Avi and Elizabeth Bass have long known the power of words to inspire, motivate, educate, and entertain. That's one reason that these NIU retirees, through annual gifts and through bequests in their estate plans, continue to support NIU programs whose words have brought them pleasure—Northern Public Radio, the Lifelong Learning Institute, and the School of Theatre and Dance.
They also have set-up an endowment for Avi's long-time professional home, the journalism program in the College of Liberal Arts and Sciences.
"To leave something of yourself in the community a bit longer makes you feel good," Elizabeth says. "It's a way of perpetuating your values and activities."
Elizabeth was an English major at the University of Wisconsin-Madison, where she also earned a master of arts in library science. Avi earned a bachelor of arts in sociology from UW-Madison, a master of science in journalism from Columbia University, and a Ph.D. in mass communications and international relations from the University of Minnesota.
Avi started teaching in NIU's journalism department in 1969. For more than 30 years, he taught newswriting, international communications, and mass media and society. At a time when technology was starting up on campus, Avi was the first in his department to bring the Web into the journalism classroom, having students use early websites to collect information for assignments. Today, he uses the Web as the home for The Grammar Troubleshooter, a guide he developed to help with basic grammar problems.
Long before Politico, at a time when there were very few political websites, Avi created WhiteHouse'96 for the 1996 presidential election. The website was used around the world and cited for excellence by The New York Times. "You could find out almost anything about the election on the site," Avi says. He later rebuilt the site for several more presidential elections.
Through NIU's international programs office, Avi developed and taught overseas summer, for-credit courses on topics such as mass media in Europe, hoping that his students would broaden their world views, as well as learn specifics.
Avi and Elizabeth say that they have been fortunate to travel around much of the United States and overseas. To help students to have such experiences, while expanding their journalistic skills, they have endowed a travel fund for journalism students with NIU. "Every once in a while, there would be a student writing a story who could benefit from being able to travel to interview sources or to attend a workshop or conference," Avi says. "I see the fund as a very useful tool to broaden their reporting or public relations work."
Elizabeth is still active in many community organizations, work that began while their two sons were babies. In particular, she served as president of the DeKalb County League of Women Voters and as a vice president of the Illinois League of Women Voters. She notes that her first professional experiences writing and editing were as an unpaid volunteer. It was that work, however, that created the portfolio that helped her get a job at NIU.

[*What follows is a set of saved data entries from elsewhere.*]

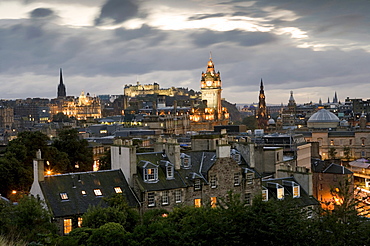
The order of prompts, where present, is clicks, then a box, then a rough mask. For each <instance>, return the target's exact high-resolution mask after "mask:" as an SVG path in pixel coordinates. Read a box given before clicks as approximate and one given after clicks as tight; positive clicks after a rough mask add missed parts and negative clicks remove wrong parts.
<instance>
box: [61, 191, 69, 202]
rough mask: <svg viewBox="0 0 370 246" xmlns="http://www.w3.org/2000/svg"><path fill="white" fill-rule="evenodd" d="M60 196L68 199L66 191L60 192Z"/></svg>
mask: <svg viewBox="0 0 370 246" xmlns="http://www.w3.org/2000/svg"><path fill="white" fill-rule="evenodd" d="M60 198H62V200H68V195H67V193H65V192H62V193H60Z"/></svg>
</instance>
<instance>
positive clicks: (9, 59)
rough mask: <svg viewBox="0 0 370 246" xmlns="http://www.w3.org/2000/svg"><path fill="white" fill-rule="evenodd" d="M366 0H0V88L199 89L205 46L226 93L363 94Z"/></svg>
mask: <svg viewBox="0 0 370 246" xmlns="http://www.w3.org/2000/svg"><path fill="white" fill-rule="evenodd" d="M369 10H370V3H369V2H367V1H364V0H363V1H357V0H356V1H344V0H343V1H325V2H322V1H316V0H311V1H304V2H295V1H288V0H281V1H264V2H261V1H216V0H215V1H183V0H182V1H173V0H172V1H165V0H158V1H120V0H80V1H78V3H76V2H75V1H72V0H65V1H63V2H60V1H57V0H37V1H36V0H11V1H10V0H3V1H1V3H0V34H1V35H0V57H2V58H3V59H1V61H0V90H1V91H2V93H1V94H0V98H2V99H15V98H27V97H44V98H55V97H56V90H57V86H58V83H59V69H60V68H62V69H63V76H64V83H65V85H66V87H67V95H73V96H78V95H79V94H80V93H81V91H85V92H90V94H92V95H94V94H95V95H100V94H114V95H116V94H122V93H123V86H124V85H125V84H135V83H136V81H139V82H140V83H142V84H151V83H153V82H157V83H159V84H160V86H161V87H164V88H167V87H171V86H175V87H188V88H192V89H194V90H200V78H201V72H202V71H205V69H206V64H207V61H208V58H209V55H210V54H209V53H210V52H212V58H213V61H214V63H215V69H216V71H220V73H221V79H222V82H223V85H222V87H223V92H222V97H224V98H226V100H227V101H229V102H232V103H238V104H243V103H252V102H258V91H259V85H260V80H261V78H262V80H263V82H264V86H265V94H266V103H267V104H280V103H284V104H286V103H287V102H288V99H289V96H290V91H293V92H294V98H295V100H296V102H297V103H305V102H310V101H312V102H314V103H315V102H316V103H317V102H318V101H319V99H321V100H322V102H327V100H328V98H329V99H330V101H332V99H333V96H334V93H335V92H337V94H338V99H339V100H340V101H342V102H343V101H344V99H345V98H346V97H350V98H363V99H367V98H369V96H368V93H367V90H366V89H364V88H366V87H367V86H369V83H370V81H369V78H370V72H369V69H368V68H367V65H368V64H370V56H369V51H370V45H368V43H367V40H369V36H370V31H369V30H368V28H367V26H368V24H369V23H370V17H369V16H368V14H367V13H368V11H369Z"/></svg>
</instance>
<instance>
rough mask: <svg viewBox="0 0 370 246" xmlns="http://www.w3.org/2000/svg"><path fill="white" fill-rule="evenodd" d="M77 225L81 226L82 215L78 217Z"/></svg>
mask: <svg viewBox="0 0 370 246" xmlns="http://www.w3.org/2000/svg"><path fill="white" fill-rule="evenodd" d="M77 226H78V227H82V217H78V221H77Z"/></svg>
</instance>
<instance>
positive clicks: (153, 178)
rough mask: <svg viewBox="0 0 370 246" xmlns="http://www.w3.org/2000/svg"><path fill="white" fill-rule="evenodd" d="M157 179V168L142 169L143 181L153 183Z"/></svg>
mask: <svg viewBox="0 0 370 246" xmlns="http://www.w3.org/2000/svg"><path fill="white" fill-rule="evenodd" d="M157 179H158V173H157V168H145V169H144V181H147V182H153V181H156V180H157Z"/></svg>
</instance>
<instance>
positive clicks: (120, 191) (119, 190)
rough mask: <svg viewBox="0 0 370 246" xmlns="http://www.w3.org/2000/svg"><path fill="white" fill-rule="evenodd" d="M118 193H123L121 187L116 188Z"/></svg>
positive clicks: (117, 192) (116, 187) (116, 191)
mask: <svg viewBox="0 0 370 246" xmlns="http://www.w3.org/2000/svg"><path fill="white" fill-rule="evenodd" d="M114 191H115V192H116V193H122V190H121V187H114Z"/></svg>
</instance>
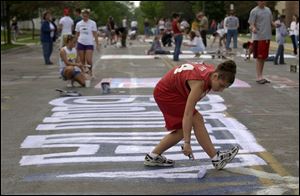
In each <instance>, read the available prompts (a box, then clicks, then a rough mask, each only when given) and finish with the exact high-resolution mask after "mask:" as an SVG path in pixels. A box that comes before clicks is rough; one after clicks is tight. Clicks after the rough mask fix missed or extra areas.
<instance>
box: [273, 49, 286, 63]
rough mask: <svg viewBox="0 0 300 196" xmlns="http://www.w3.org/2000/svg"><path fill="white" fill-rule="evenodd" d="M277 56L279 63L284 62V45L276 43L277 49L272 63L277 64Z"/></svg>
mask: <svg viewBox="0 0 300 196" xmlns="http://www.w3.org/2000/svg"><path fill="white" fill-rule="evenodd" d="M278 58H279V64H284V46H283V45H278V49H277V52H276V56H275V59H274V64H278Z"/></svg>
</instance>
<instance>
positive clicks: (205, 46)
mask: <svg viewBox="0 0 300 196" xmlns="http://www.w3.org/2000/svg"><path fill="white" fill-rule="evenodd" d="M197 18H198V20H199V21H200V23H199V27H200V35H201V38H202V41H203V44H204V46H205V47H206V46H207V41H206V34H207V30H208V19H207V17H206V16H205V14H204V12H199V13H198V15H197Z"/></svg>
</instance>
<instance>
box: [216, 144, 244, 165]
mask: <svg viewBox="0 0 300 196" xmlns="http://www.w3.org/2000/svg"><path fill="white" fill-rule="evenodd" d="M238 151H239V147H238V146H235V147H233V148H232V149H230V150H228V151H224V152H221V151H218V152H217V156H218V160H212V164H213V166H214V167H215V168H216V169H218V170H221V169H223V168H224V167H225V166H226V164H227V163H229V162H230V161H231V160H232V159H233V158H234V157H235V155H236V154H237V153H238Z"/></svg>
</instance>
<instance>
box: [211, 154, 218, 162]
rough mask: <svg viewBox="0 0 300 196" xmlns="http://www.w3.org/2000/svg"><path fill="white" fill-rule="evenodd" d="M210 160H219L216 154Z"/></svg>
mask: <svg viewBox="0 0 300 196" xmlns="http://www.w3.org/2000/svg"><path fill="white" fill-rule="evenodd" d="M211 160H213V161H217V160H219V159H218V154H216V155H215V156H214V157H213V158H212V159H211Z"/></svg>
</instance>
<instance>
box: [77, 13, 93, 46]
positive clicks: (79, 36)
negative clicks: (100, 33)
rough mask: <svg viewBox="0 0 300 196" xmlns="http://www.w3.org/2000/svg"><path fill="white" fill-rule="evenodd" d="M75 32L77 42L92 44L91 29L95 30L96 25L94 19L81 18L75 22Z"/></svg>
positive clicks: (92, 32)
mask: <svg viewBox="0 0 300 196" xmlns="http://www.w3.org/2000/svg"><path fill="white" fill-rule="evenodd" d="M75 31H76V32H79V33H80V34H79V37H78V42H79V43H81V44H83V45H94V36H93V31H94V32H95V31H96V32H97V25H96V23H95V21H93V20H90V19H89V20H88V21H87V22H85V21H84V20H81V21H80V22H78V23H77V25H76V28H75Z"/></svg>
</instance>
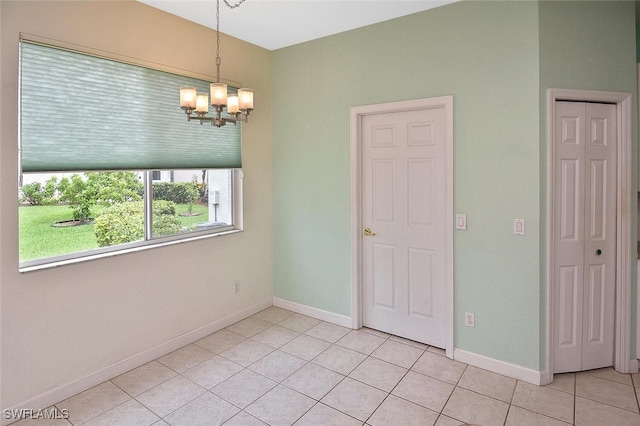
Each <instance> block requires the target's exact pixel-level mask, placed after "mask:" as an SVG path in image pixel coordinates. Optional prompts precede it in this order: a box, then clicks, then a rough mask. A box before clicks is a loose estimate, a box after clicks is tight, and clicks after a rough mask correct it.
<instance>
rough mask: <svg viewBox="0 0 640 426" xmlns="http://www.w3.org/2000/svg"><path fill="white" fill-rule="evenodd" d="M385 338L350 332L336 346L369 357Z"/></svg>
mask: <svg viewBox="0 0 640 426" xmlns="http://www.w3.org/2000/svg"><path fill="white" fill-rule="evenodd" d="M385 340H386V339H385V338H383V337H378V336H374V335H373V334H369V333H365V332H364V331H359V330H352V331H350V332H349V333H348V334H346V335H345V336H344V337H342V338H341V339H340V340H338V341H337V342H336V345H339V346H342V347H345V348H347V349H351V350H352V351H356V352H360V353H363V354H365V355H371V353H373V351H375V350H376V349H378V347H380V345H382V344H383V343H384V342H385Z"/></svg>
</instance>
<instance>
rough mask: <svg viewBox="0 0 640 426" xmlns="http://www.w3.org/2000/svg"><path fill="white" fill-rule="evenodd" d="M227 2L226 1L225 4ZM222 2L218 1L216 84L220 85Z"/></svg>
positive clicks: (216, 19) (217, 9) (216, 5)
mask: <svg viewBox="0 0 640 426" xmlns="http://www.w3.org/2000/svg"><path fill="white" fill-rule="evenodd" d="M226 2H227V1H226V0H225V3H226ZM221 62H222V61H221V60H220V0H217V1H216V83H220V63H221Z"/></svg>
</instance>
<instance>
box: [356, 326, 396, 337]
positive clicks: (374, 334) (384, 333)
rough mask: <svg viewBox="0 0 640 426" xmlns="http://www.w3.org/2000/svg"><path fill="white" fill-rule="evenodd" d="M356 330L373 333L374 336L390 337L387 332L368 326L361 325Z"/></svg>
mask: <svg viewBox="0 0 640 426" xmlns="http://www.w3.org/2000/svg"><path fill="white" fill-rule="evenodd" d="M358 331H362V332H364V333H369V334H373V335H374V336H378V337H382V338H384V339H388V338H389V337H391V335H390V334H389V333H385V332H384V331H380V330H374V329H373V328H368V327H362V328H361V329H359V330H358Z"/></svg>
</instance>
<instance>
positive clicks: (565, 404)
mask: <svg viewBox="0 0 640 426" xmlns="http://www.w3.org/2000/svg"><path fill="white" fill-rule="evenodd" d="M573 398H574V397H573V395H570V394H568V393H566V392H562V391H559V390H555V389H552V388H548V387H544V386H536V385H532V384H529V383H524V382H521V381H518V384H517V385H516V391H515V393H514V394H513V400H512V401H511V404H513V405H517V406H518V407H521V408H526V409H527V410H529V411H533V412H536V413H538V414H544V415H545V416H548V417H553V418H554V419H558V420H561V421H563V422H566V423H572V422H573Z"/></svg>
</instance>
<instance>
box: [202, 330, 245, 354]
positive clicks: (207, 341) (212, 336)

In 1985, Elizabeth went to work for the NIU alumni and development office as the editor and chief writer for Northern Now, NIU's alumni publication. "What I loved about the job was that the whole university was my turf; I might interview a philosophy professor in the morning and the wrestling coach in the afternoon," Elizabeth says. "Once I even interviewed all the Northern graduates in the state legislature." And, she adds, "I got to interview hundreds of fascinating NIU alumni." One of her favorite issues was one with an Olympics theme. The interviews for that issue included one with NIU alum and speed skater Ken Henry, who lit the torch at the Squaw Valley Winter Olympics.
In retirement, as well as traveling, the couple enjoys attending NIU theatre and music events, going to lectures on campus, and participating in the Lifelong Learning Institute, which Elizabeth helped establish. Both are thankful to have been a part of the university community and to now be able to give back to it.
When Avi says, "If there's something you care about—take care of it," Elizabeth quickly adds, "Help take care of it—whether it's with money, time, or talent." Perhaps it is that desire to make things better that drives Avi and Elizabeth to use their estate plans to help the groups about which they so deeply care.